Monday, April 27, 2009

my bleeding fucking heart

i only write in you when my heart is broken, what the fuck is wrong with me? Damn, am i just impatient or too easily slighted? The last person who stood me up, I never ever actually met him. And tonight, my fucking heart is hurting, dammit. Why did he do that, why did he change the place we were meeting and then text me, when I was waiting for him in the subway and I couldnt get reception? After I sent him fucking texts and we agreed as to where we were meeting? Why? Why do I have such low fucking self esteem that I thought he blew me off? Why did I let him hurt me? And now, me, who has major trust issues, my trust for him is in the fucking negatives.
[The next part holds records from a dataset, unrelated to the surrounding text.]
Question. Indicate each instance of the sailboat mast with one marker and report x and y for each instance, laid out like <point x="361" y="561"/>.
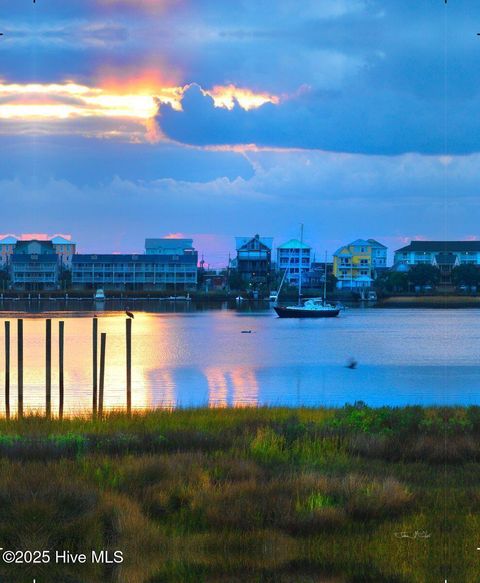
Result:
<point x="325" y="280"/>
<point x="300" y="254"/>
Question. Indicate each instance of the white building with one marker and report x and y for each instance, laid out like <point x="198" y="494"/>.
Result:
<point x="294" y="257"/>
<point x="7" y="247"/>
<point x="65" y="249"/>
<point x="63" y="246"/>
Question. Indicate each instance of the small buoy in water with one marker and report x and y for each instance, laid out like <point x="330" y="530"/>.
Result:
<point x="352" y="363"/>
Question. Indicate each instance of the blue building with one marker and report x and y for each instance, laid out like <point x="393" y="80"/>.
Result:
<point x="34" y="265"/>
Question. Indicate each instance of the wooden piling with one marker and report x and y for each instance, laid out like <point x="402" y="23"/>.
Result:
<point x="61" y="338"/>
<point x="7" y="370"/>
<point x="48" y="368"/>
<point x="103" y="342"/>
<point x="95" y="366"/>
<point x="129" y="364"/>
<point x="20" y="366"/>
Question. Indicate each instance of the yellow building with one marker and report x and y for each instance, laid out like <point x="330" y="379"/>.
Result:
<point x="355" y="265"/>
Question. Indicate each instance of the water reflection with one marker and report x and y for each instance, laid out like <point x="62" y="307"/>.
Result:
<point x="202" y="358"/>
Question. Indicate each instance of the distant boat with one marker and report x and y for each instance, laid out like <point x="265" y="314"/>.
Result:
<point x="273" y="297"/>
<point x="312" y="308"/>
<point x="99" y="294"/>
<point x="186" y="298"/>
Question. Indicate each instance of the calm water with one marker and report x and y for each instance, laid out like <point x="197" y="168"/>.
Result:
<point x="202" y="357"/>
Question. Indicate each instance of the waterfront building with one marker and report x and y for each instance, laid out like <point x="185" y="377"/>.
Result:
<point x="295" y="258"/>
<point x="254" y="258"/>
<point x="169" y="246"/>
<point x="379" y="257"/>
<point x="445" y="255"/>
<point x="135" y="272"/>
<point x="65" y="249"/>
<point x="315" y="278"/>
<point x="62" y="245"/>
<point x="7" y="247"/>
<point x="357" y="264"/>
<point x="34" y="265"/>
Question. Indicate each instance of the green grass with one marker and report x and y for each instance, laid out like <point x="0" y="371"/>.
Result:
<point x="288" y="495"/>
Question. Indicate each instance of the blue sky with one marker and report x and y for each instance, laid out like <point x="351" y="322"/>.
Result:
<point x="123" y="119"/>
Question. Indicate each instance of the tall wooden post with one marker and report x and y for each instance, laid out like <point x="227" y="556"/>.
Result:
<point x="20" y="366"/>
<point x="7" y="370"/>
<point x="48" y="368"/>
<point x="129" y="365"/>
<point x="61" y="338"/>
<point x="95" y="365"/>
<point x="103" y="342"/>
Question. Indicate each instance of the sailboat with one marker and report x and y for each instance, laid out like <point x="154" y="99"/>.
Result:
<point x="312" y="307"/>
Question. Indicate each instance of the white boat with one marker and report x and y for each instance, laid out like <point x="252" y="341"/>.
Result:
<point x="312" y="308"/>
<point x="99" y="294"/>
<point x="273" y="297"/>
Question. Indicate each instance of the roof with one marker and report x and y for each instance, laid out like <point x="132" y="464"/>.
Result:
<point x="241" y="241"/>
<point x="59" y="240"/>
<point x="441" y="247"/>
<point x="294" y="244"/>
<point x="8" y="240"/>
<point x="168" y="243"/>
<point x="375" y="243"/>
<point x="446" y="259"/>
<point x="29" y="247"/>
<point x="37" y="257"/>
<point x="114" y="258"/>
<point x="359" y="243"/>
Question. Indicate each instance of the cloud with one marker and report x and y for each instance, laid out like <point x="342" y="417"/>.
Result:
<point x="114" y="110"/>
<point x="337" y="197"/>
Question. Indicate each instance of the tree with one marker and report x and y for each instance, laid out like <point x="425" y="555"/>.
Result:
<point x="466" y="275"/>
<point x="392" y="282"/>
<point x="424" y="274"/>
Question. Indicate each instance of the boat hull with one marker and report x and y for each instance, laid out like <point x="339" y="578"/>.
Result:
<point x="299" y="313"/>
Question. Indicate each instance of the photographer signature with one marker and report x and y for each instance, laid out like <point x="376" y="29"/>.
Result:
<point x="417" y="534"/>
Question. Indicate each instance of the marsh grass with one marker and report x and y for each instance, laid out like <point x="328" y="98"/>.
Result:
<point x="247" y="494"/>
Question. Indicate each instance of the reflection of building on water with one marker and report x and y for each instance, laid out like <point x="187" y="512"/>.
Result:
<point x="217" y="387"/>
<point x="237" y="387"/>
<point x="162" y="390"/>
My heart, which is this really beautiful, loving open caring wonderful thing, has closed up and jumped back into my chest, and I feel so closed and tight, I feel scared, who knows, maybe we will never speak again. Who cares, life is all about getting fucked anyway, everytime this happens, I say never again, and now, its like, i know there is someone waiting in the wings, this customer from the store who i ve been crushing on for the last 5 years, 5 years, gave me his digits on Saturday past, after I told him that my hubby and I slept in diifferent beds for the last 5 years. I fucking love that guy, i would love to be in his circle cause he is extraordinary, his name is Andres.